Just writing a simple hello world in node/express downloads a gazillion dependencies and code that'll all be points of failure or mystery for lack of understanding. To understand them all to be able to write non trivial stuff is likely no different from doing httpd in c on Linux.
I've done stuff in go and it makes it lot easier to code.
The former appears to retrieve headers via a standard GET request. Apparently, with the latter method, there's a chance you may get different results than you would see from a GET request. (I'm not an expert, so this is just what I discovered after digging a bit for curiosity's sake.)
I think this is the exact difference. `curl -I` makes a HEAD request while the other is making a GET request and showing the response header. Just as a f'instance against a machine running nginx on my local network: the GET response sends me a Transfer-Encoding in the response header while a HEAD request does not. I can see a lot of configurations where a HEAD request returns different headers than a GET.
> However, a server MAY omit header fields for which a value is determined only while generating the content.
I find omitting Transfer-Encoding quite understandable and reasonable; the whole purpose of HEAD is to say “don’t bother doing the work that GET would trigger, I don’t care about exactness, I’m just getting a general idea”. Though I do find cases where Content-Length is omitted, even on static resources, disappointing. Saw that happen for I think the first time a few weeks ago (that is, a Content-Length that was present in GET but absent in HEAD).
But certainly I’ve seen more than a few 405 Method Not Allowed responses to HEAD, which is definitely bad.
“BCHS is a stable, developer-oriented platform.
Get used to minimalism and security”
With all the memory-safety issues you can introduce by improperly using C, is this page meant to be taken sarcastically or are they really serious about this claim?
Why wouldn’t it be serious? C has been used to write safe, stable, & portable software for decades. Compiler warnings & static analysis tools have come a long way to preventing the vast majority of safety issues in (new) C projects.
This[1] is one possible start. Bear in mind though his approach is academic so don’t expect a tidy list of what the working C programmer needs to know.
I don't really see a connection here. Rust doesn't magically solve all problems, it just makes lot of them less likely, which means we can successfully build larger systems.
It's supposed to be simple, and it is simple compared to Apache, but it also has way fewer eyes on it.
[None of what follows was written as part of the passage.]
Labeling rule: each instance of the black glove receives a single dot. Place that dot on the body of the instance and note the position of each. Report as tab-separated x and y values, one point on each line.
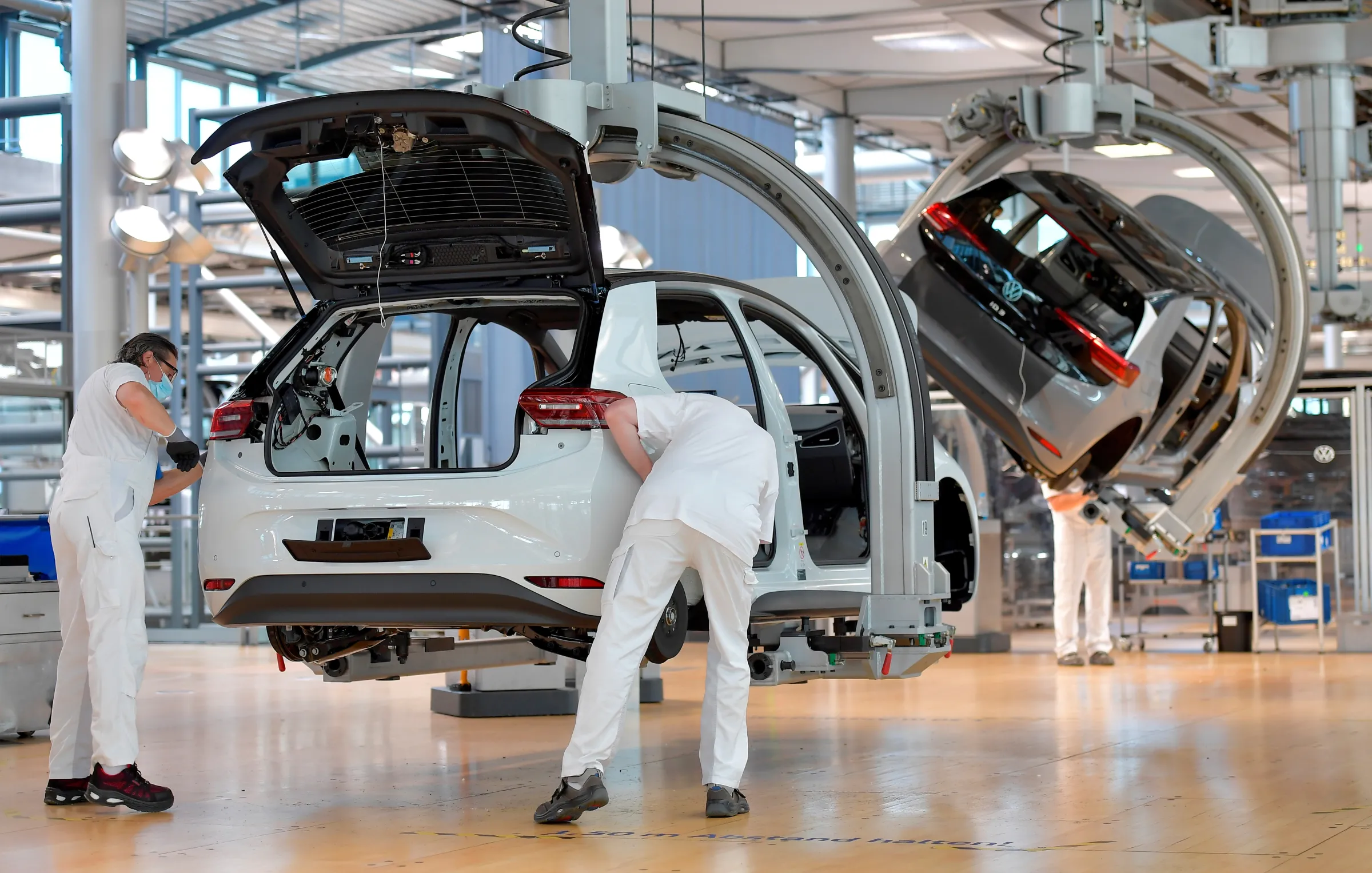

Ultimately, a big pile of string-handling C is likely to have some problems. There was a trivial-to-exploit server-crashing segfault in httpd's FastCGI implementation that was only fixed in the last month or so. There were also recent issues related to null bytes and line feeds in headers causing strange, exploitable misinterpretations of incoming requests in relayd. Much of this is now fixed, but I wouldn't be at all surprised if there were more low-hanging fruit remaining.
If you're looking for a lightweight HTTP server written in C, I recommend Lighttpd. It's older, more widely-used, and more standards-compliant. I'm not trying to dump on OpenBSD; I run it on my primary laptop. I just wouldn't use their HTTP tools for anything mission-critical yet.